2

I'm dealing with a serious memory issue in Spring Batch which is a worrisome issue.
The flow is simple: read from Oracle, convert to another object type, and write it back to another table. It concerns 200k records.
I tried both HibernateCursorItemReader and RepositoryItemReader.

My job executes the following step:

@Bean
public Step optInMutationHistoryStep() {
    return stepBuilderFactory
            .get(STEP_NAME)
            .<BodiCmMemberEntity, AbstractMutationHistoryEntity> chunk(5)
            .reader(optInItemReader)
            .processor(optInMutationHistoryItemProcessor)
            .writer(mutationHistoryItemWriter)
            .faultTolerant()
            .skipPolicy(itemSkipPolicy)
            .skip(Exception.class)
            .listener((StepExecutionListener) optInCountListener)
            .build();

}

Reader:

@Component
public class OptInItemReaderTest extends RepositoryItemReader<BodiCmMemberEntity> {

    public OptInItemReaderTest(BodiCmMemberRepository bodiCmMemberRepository){
        setRepository(bodiCmMemberRepository);
        setMethodName("findAllOptIns");
        setPageSize(100);
        Map<String, Sort.Direction> sort = new HashMap<>();
        sort.put("member_number", Sort.Direction.ASC);
        setSort(new HashMap<>(sort));
    }

}

Processor:

@Component
@StepScope
public class OptInMutationHistoryItemProcessor implements ItemProcessor<CmMemberEntity, AbstractMutationHistoryEntity> {

    Long jobId;

    @BeforeStep
    public void beforeStep(StepExecution stepExecution){
        jobId = stepExecution.getJobExecutionId();
    }

    private final MutationHistoryBatchFactory mutationHistoryFactory;

    public OptInMutationHistoryItemProcessor(MutationHistoryBatchFactory mutationHistoryFactory) {
        this.mutationHistoryFactory = mutationHistoryFactory;
    }

    @Override
    public AbstractMutationHistoryEntity process(CmMemberEntity cmMemberEntity){
        return mutationHistoryFactory.addMutationHistoryEntity(cmMemberEntity, jobId, OPT_IN);
    }
}

Itemwriter:

@Component
public class MutationHistoryItemWriter extends RepositoryItemWriter<AbstractMutationHistoryEntity>{

    public MutationHistoryItemWriter(MutationHistoryRepository mutationHistoryRepository) {
        setRepository(mutationHistoryRepository);
    }
}

The factory method that I use in the processor:

public AbstractMutationHistoryEntity addMutationHistoryEntity(CmMemberEntity cmMemberEntity, Long jobId, JobType jobType) {
    return mutationHistoryEntityBuilder(cmMemberEntity, jobId, jobType, MutationType.ADD)
            .editionCode(cmMemberEntity.getPoleEditionCodeEntity().getEditionCode())
            .firstName(cmMemberEntity.getFirstName())
            .lastName(cmMemberEntity.getLastName())
            .streetName(cmMemberEntity.getStreetName())
            .houseNumber(cmMemberEntity.getHouseNumber())
            .box(cmMemberEntity.getBox())
            .postalCode(cmMemberEntity.getPostalCode())
            .numberPieces(DEFAULT_NUMBER_PIECES)
            .build();
}

I don't see immediate references held in memory, not sure what causes the rapid memory increase. It doubles quickly.
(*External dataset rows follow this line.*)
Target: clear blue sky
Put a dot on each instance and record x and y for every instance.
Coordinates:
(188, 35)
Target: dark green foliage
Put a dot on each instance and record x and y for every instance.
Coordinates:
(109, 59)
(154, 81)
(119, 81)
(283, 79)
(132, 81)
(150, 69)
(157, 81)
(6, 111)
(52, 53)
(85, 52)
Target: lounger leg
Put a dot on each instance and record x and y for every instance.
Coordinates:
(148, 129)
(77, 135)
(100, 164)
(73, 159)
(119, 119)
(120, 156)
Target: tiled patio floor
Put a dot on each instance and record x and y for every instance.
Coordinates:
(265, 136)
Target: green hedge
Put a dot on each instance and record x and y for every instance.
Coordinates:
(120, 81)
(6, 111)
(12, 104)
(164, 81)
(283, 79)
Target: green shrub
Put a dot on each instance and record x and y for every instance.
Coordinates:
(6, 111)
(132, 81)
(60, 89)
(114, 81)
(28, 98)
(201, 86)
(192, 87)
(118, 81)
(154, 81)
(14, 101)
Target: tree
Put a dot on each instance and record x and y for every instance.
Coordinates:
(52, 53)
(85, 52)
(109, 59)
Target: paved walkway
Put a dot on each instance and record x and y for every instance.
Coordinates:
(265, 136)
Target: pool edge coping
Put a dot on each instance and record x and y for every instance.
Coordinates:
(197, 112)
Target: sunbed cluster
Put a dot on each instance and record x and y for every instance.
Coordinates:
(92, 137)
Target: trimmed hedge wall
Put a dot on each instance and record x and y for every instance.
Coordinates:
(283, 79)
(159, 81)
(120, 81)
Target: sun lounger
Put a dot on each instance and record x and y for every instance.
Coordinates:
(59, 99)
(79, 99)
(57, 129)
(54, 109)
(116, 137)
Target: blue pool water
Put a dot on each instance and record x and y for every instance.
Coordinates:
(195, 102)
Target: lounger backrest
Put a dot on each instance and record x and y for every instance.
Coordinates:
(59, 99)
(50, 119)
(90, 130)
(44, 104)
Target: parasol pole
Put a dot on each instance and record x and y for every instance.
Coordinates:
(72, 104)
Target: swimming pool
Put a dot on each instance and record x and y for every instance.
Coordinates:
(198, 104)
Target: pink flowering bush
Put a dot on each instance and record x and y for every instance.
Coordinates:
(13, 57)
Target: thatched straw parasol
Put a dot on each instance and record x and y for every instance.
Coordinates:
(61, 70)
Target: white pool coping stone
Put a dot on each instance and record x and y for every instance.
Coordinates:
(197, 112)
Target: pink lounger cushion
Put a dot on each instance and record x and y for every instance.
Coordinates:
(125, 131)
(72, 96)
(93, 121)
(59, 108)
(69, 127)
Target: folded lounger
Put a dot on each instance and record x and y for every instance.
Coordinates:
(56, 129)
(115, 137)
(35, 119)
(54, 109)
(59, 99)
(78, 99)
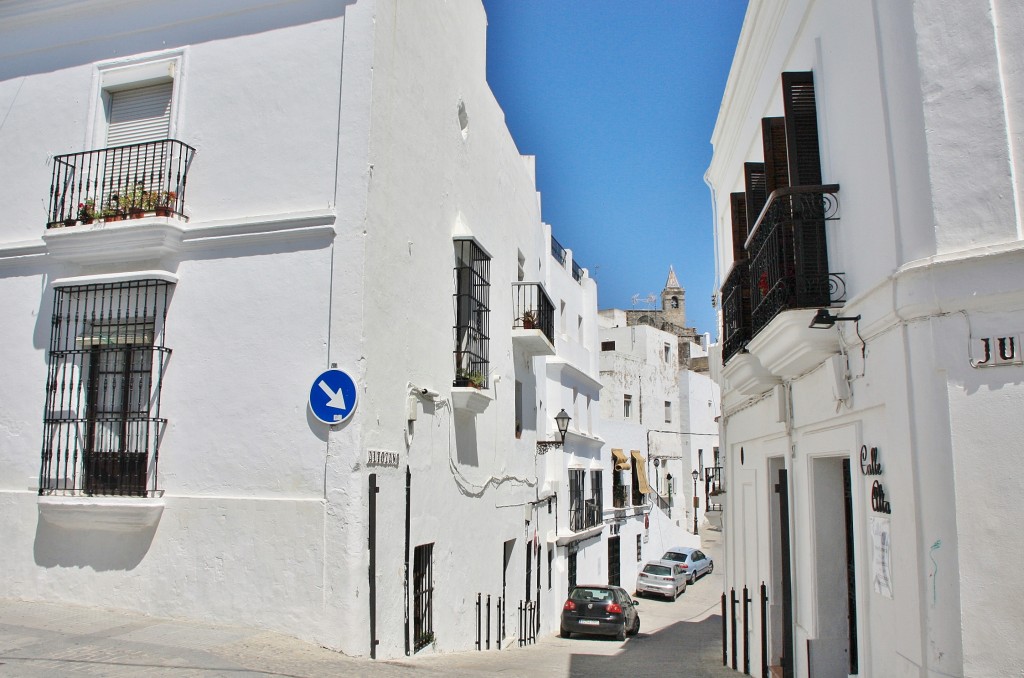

Intuitively I feel the problem is either that the retrieved resultset isn't regularly flushed, or the processor leaks somehow, but not sure why since I don't hold references to the objects that I create within the processor.

Any suggestion?

Edit:

My full job looks as follows:

@Bean
public Job optInJob(
        OptInJobCompletionNotificationListener listener,
        @Qualifier("optInSumoStep") Step optInSumoStep,
        @Qualifier("optInMutationHistoryStep") Step optInMutationHistoryStep,
        @Qualifier("optInMirrorStep") Step optInMirrorStep) {
    return jobBuilderFactory.get(OPT_IN_JOB)
            .incrementer(new RunIdIncrementer())
            .listener(listener)
            .flow(optInSumoStep)
            .next(optInMutationHistoryStep)
            .next(optInMirrorStep)
            .end()
            .build();
}

In the first step, the same itemreader is used to write records to an XML. In the second step, the step as initially shared is executed.
In OpenShift it's pretty clear that nothing gets cleaned up, and I don't hold any references afaik; I wouldn't know why I would:

enter image description here

It is pretty clear that the consumption does flatten after a while, but ik keeps rising, it never goes down. After the first step (around 680Mb), I would have assumed it would have. Even more, I would expect the curve to go flat during the first step as well; after increasing chunk size to 100, memory should get released each 100 processed chunks.

The HibernateCursorItemReader is pretty disastrous; it rose already to 700Mb during the first step. The repositoryItemWriter seems to perform better. Maybe there's a reason for it, but I'm not clear which one it is.

I can't say right now if anything will get cleaned up after the job; as it processes 200k records, it takes some time and I assume it will run out of memory again before it finishes.

I'm concerned we won't be ready for production if we don't manage to solve this problem.

Edit 2:

Interestingly, the curve has flattened to the point where memory consumption doesn't increase in step 2. It's interesting; I couldn't currently tell why that is 'now'.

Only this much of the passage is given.